Faron drove like the devil was chasing him, his knuckles white on the wheel.
Aponi sat in back with a laptop balanced across her knees, screens reflecting in her eyes.
Gideon and River were wedged against the windows, scanning the streets like the bastards might just appear if they stared hard enough.
And me? I couldn’t sit still. My knee bounced, my fists clenched and unclenched. My heart hadn’t stopped pounding since Faron said her name.
Harper.
Every second she was out there, it felt like something was being carved out of me with a dull blade.
“They knew her schedule,” Aponi said finally, voice tight. “Picked her up after shift change. That’s inside intel.”
“Hospital staff?” River asked.
“Or someone connected,” she shot back. “We’re combing cameras. Got a hit on a white van pulling out of the east lot at 2300. Plates swapped. They knew what they were doing.”
“Where are they taking her?” The words ripped out of me before I could stop them. My voice was raw, dangerous.
No one answered.
I slammed my fist against the dash hard enough to rattle the glovebox. “She’s out there with those animals. You all know what they’ll—” My throat closed on the words.
Faron’s voice cut through, steel wrapped in calm. “We’re going to find her, Carter. But we do it smart. You go in blind, you lose her for good.”

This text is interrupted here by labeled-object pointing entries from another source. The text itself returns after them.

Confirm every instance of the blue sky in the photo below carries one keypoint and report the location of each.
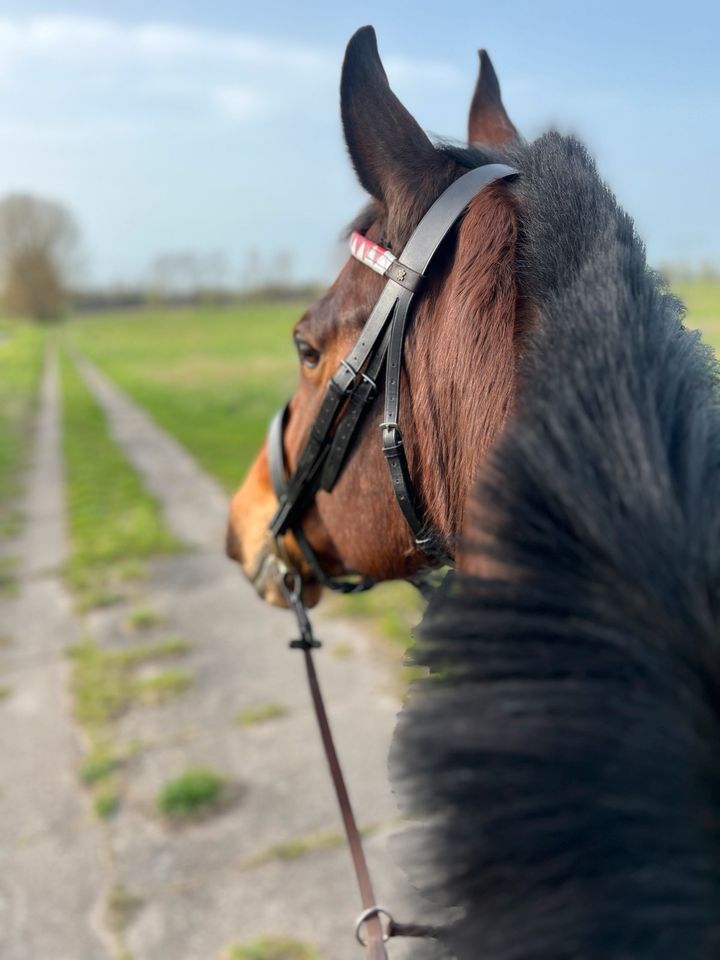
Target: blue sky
(214, 126)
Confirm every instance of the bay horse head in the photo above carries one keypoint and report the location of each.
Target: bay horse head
(457, 364)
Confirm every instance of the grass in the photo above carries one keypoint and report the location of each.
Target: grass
(143, 618)
(260, 714)
(162, 686)
(99, 765)
(112, 518)
(8, 576)
(194, 791)
(103, 683)
(301, 846)
(106, 802)
(271, 948)
(120, 907)
(702, 299)
(212, 377)
(104, 686)
(21, 350)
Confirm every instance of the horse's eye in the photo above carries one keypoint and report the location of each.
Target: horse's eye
(309, 356)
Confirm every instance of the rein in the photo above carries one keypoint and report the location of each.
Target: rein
(370, 918)
(349, 394)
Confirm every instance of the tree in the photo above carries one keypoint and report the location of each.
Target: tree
(38, 244)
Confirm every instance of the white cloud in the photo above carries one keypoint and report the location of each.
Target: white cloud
(235, 75)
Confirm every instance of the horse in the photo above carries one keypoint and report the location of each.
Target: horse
(561, 430)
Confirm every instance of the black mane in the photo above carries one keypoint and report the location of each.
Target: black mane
(565, 755)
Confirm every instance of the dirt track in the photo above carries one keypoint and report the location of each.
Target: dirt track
(192, 889)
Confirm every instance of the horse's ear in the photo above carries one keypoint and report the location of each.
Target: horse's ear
(388, 148)
(488, 122)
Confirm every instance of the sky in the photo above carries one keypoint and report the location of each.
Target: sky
(214, 127)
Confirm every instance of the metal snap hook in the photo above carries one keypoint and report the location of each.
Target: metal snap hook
(368, 915)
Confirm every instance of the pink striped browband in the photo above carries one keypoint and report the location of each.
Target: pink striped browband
(369, 253)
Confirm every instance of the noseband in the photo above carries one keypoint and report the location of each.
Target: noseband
(353, 387)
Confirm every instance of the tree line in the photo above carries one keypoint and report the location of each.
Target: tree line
(40, 266)
(40, 258)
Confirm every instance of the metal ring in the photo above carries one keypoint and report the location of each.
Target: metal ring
(292, 581)
(368, 915)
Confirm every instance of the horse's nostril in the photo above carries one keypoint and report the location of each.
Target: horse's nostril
(232, 545)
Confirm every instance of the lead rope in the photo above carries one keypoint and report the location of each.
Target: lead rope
(376, 937)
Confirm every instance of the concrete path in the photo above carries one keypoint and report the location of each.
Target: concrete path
(53, 871)
(196, 887)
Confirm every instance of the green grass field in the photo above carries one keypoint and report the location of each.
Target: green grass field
(214, 377)
(211, 377)
(114, 523)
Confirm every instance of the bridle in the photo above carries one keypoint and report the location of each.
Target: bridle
(349, 394)
(354, 386)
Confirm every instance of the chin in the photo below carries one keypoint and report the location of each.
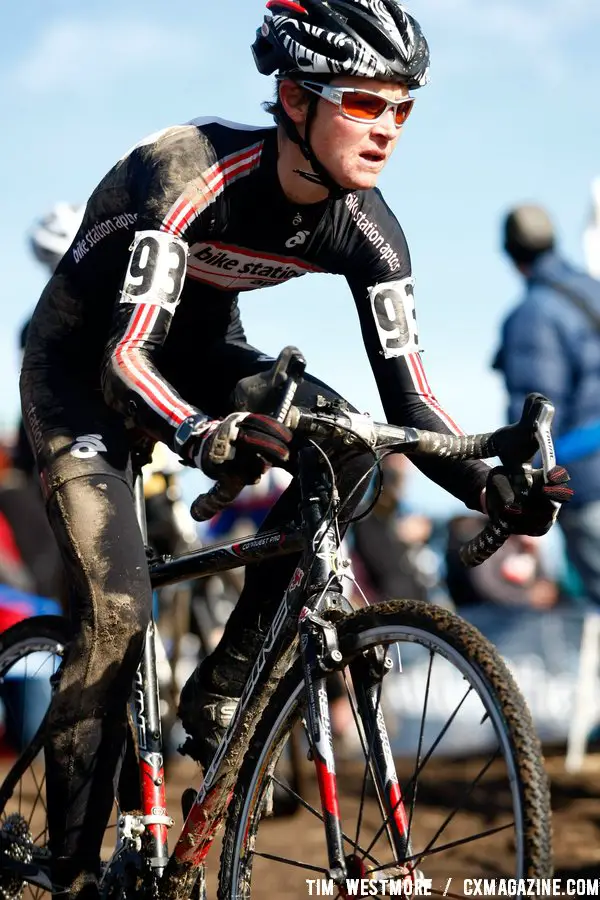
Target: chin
(362, 182)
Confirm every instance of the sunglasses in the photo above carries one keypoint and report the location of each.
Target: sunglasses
(361, 106)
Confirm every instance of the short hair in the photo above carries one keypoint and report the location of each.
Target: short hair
(528, 232)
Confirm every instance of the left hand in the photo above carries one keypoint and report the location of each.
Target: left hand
(531, 511)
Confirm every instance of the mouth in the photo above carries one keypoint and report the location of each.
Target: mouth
(373, 157)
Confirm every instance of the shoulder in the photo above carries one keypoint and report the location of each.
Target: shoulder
(200, 140)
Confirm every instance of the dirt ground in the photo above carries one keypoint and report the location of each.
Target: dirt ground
(575, 803)
(576, 822)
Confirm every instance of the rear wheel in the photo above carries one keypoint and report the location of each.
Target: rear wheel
(485, 814)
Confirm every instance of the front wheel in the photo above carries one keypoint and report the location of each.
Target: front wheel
(468, 761)
(30, 654)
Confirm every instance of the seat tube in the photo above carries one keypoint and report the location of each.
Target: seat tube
(321, 536)
(146, 704)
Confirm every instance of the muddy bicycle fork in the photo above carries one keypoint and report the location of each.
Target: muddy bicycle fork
(148, 830)
(321, 656)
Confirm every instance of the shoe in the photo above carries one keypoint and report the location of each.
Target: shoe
(205, 716)
(84, 887)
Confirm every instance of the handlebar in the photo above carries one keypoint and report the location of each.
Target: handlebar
(515, 445)
(250, 395)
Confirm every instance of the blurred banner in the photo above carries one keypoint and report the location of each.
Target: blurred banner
(540, 649)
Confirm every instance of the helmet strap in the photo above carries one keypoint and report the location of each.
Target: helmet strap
(319, 175)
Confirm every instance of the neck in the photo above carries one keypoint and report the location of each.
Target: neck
(294, 186)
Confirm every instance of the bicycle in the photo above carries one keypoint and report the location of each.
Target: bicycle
(314, 633)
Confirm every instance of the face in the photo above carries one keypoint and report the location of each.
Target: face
(355, 153)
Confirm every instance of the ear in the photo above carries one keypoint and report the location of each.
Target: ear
(294, 100)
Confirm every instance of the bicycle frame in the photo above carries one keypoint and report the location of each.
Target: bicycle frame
(314, 588)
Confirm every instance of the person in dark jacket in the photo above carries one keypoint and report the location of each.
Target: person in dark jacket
(551, 343)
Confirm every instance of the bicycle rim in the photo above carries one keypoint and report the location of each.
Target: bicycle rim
(485, 814)
(30, 653)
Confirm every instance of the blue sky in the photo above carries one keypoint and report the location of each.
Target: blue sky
(511, 114)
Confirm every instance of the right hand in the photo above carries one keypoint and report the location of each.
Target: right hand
(242, 444)
(529, 511)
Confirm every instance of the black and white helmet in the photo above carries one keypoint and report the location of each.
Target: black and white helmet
(368, 38)
(52, 235)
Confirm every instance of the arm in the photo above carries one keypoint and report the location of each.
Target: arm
(387, 318)
(378, 270)
(168, 198)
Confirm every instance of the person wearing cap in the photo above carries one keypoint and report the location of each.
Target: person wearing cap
(551, 343)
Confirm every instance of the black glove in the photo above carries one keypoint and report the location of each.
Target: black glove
(242, 444)
(526, 509)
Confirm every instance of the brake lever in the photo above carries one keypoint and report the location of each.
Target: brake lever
(493, 537)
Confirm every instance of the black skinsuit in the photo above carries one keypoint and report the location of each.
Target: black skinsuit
(141, 313)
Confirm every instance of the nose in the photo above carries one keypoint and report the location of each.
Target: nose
(386, 125)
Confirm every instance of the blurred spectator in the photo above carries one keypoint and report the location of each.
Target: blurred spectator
(387, 543)
(591, 235)
(551, 343)
(513, 576)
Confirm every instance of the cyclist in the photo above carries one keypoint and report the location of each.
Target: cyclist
(139, 331)
(50, 236)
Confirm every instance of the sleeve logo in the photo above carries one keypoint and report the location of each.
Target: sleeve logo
(393, 306)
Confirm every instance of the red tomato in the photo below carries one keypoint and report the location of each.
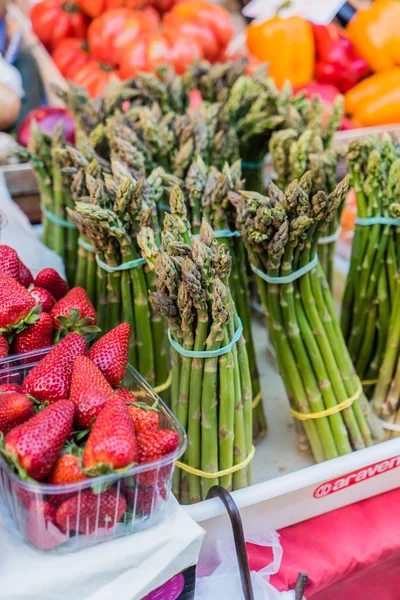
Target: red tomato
(94, 77)
(215, 17)
(155, 48)
(70, 55)
(54, 20)
(133, 27)
(194, 30)
(94, 8)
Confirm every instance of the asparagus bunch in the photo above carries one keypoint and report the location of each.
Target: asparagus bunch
(211, 396)
(372, 284)
(281, 232)
(119, 205)
(59, 234)
(295, 152)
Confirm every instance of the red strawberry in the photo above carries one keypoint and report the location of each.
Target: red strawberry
(50, 379)
(90, 391)
(74, 312)
(3, 347)
(44, 298)
(127, 395)
(9, 262)
(40, 526)
(5, 388)
(112, 441)
(15, 408)
(110, 353)
(51, 281)
(152, 446)
(33, 447)
(17, 306)
(68, 469)
(25, 276)
(39, 335)
(88, 512)
(143, 419)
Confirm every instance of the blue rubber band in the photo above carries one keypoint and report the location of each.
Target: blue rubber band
(57, 220)
(85, 245)
(207, 353)
(252, 165)
(287, 278)
(132, 264)
(221, 233)
(364, 222)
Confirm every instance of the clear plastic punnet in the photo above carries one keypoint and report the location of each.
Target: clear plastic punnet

I forced myself back against the seat, jaw grinding. He was right. Logic screamed at me to listen. But the other part—the part that belonged to her—was already clawing for blood.
Aponi’s screen pinged. “Got a hit.”
The van had stopped at a warehouse near Oceanside Boulevard—shuttered windows, fenced yard, no business listed in city records.
“Gear up,” Faron said.
I was already reaching for my vest, strapping in weapons with practiced hands. Every buckle clicked like a promise.
If Harper was in that warehouse, there was no force on earth that would stop me from tearing it apart brick by brick until I had her back in my arms.
And God help the man who laid a hand on her.